An Electromechanical Model-Based Study on the Dosage Effects of Ranolazine in Treating Failing HCM Cardiomyocyte.

BACKGROUND AND OBJECTIVE

Hypertrophic cardiomyopathy (HCM) is associated with a significant risk of progression to heart failure (HF). Extensive experimental and clinical research has highlighted the therapeutic benefits of ranolazine in alleviating electrophysiological abnormalities and arrhythmias in the context of HCM and HF. Despite these findings, there is a shortage of studies examining the electromechanical responses of failing HCM cardiomyocytes to ranolazine and the impact of ranolazine dosage on outcomes across varying degrees of HF. This study aims to systematically address these issues.

METHODS

A computational modeling approach was utilized to quantify alterations in electromechanical variables within failing HCM cardiomyocytes subsequent to ranolazine treatment.
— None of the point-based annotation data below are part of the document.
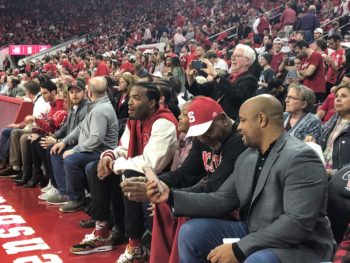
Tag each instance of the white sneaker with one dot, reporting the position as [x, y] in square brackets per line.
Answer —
[47, 188]
[52, 192]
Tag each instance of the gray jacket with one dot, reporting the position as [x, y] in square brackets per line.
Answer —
[98, 131]
[73, 120]
[288, 210]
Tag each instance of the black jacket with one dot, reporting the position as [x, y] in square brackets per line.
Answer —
[204, 170]
[341, 146]
[229, 95]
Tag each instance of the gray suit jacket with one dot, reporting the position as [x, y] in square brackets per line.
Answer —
[288, 210]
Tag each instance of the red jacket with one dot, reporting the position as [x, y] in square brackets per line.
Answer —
[264, 24]
[53, 119]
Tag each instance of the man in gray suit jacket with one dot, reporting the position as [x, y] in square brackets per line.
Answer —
[279, 184]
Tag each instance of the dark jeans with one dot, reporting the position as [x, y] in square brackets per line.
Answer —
[105, 194]
[71, 173]
[198, 236]
[107, 190]
[5, 143]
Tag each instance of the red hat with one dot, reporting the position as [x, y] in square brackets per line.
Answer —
[201, 113]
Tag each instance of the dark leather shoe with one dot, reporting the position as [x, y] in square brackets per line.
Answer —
[118, 236]
[90, 223]
[17, 178]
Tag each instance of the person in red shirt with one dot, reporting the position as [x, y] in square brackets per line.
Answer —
[312, 70]
[277, 55]
[287, 19]
[65, 63]
[128, 65]
[102, 69]
[180, 20]
[334, 61]
[50, 67]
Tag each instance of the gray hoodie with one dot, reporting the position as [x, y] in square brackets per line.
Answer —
[98, 131]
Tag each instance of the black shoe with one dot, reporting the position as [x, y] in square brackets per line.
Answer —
[27, 174]
[36, 178]
[9, 172]
[90, 223]
[17, 178]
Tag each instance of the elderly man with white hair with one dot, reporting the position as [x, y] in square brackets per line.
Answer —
[229, 91]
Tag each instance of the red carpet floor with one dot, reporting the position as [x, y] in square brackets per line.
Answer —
[31, 231]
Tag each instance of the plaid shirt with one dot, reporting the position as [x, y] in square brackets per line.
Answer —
[342, 255]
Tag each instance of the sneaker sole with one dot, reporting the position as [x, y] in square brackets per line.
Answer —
[94, 250]
[8, 176]
[52, 203]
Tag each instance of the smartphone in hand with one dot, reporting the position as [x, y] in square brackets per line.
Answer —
[151, 175]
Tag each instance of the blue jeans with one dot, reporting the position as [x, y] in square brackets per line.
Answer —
[5, 143]
[198, 236]
[70, 172]
[58, 172]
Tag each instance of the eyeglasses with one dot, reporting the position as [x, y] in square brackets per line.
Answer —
[293, 98]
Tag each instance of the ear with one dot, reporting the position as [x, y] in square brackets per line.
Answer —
[263, 120]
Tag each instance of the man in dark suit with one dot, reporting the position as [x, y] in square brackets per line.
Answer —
[279, 184]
The model parameters were calibrated against extant literature data to delineate the spectrum of HF severities and the changes in ion channels following the administration of various doses of ranolazine.

RESULTS

The inhibition of the augmented late Na current in failing HCM cardiomyocyte with an adequate amount of ranolazine was found to be effective in alleviating electrophysiological abnormalities (e.g., prolongation of action potential (AP), Ca overload in diastole), which contributed to improving the diastolic function of the cardiomyocyte, albeit with a modest negative effect on the systolic function. A threshold drug dose was identified for achieving a significant normalization of the overall electromechanical profile. The threshold drug dose for effective therapy was observed to be contingent upon the severity of HF and the status of certain key ion channels. Furthermore, it was determined that an increase of the drug dose beyond the threshold did not yield substantial additional improvements in the principal electromechanical variables.

CONCLUSIONS

The study demonstrated the presence of a threshold dose of ranolazine for effective treatment of failing HCM cardiomyocyte, and further established that this threshold is influenced by the severity of HF and the functional status of key ion channels. These findings may serve as theoretical evidence for comprehending the mechanisms underlying ranolazine's therapeutic efficacy in treating failing HCM hearts. Moreover, the study underscores the potential clinical value of personalized dosing strategies.

SUPPLEMENTARY INFORMATION

The online version contains supplementary material available at 10.1007/s12195-025-00842-5.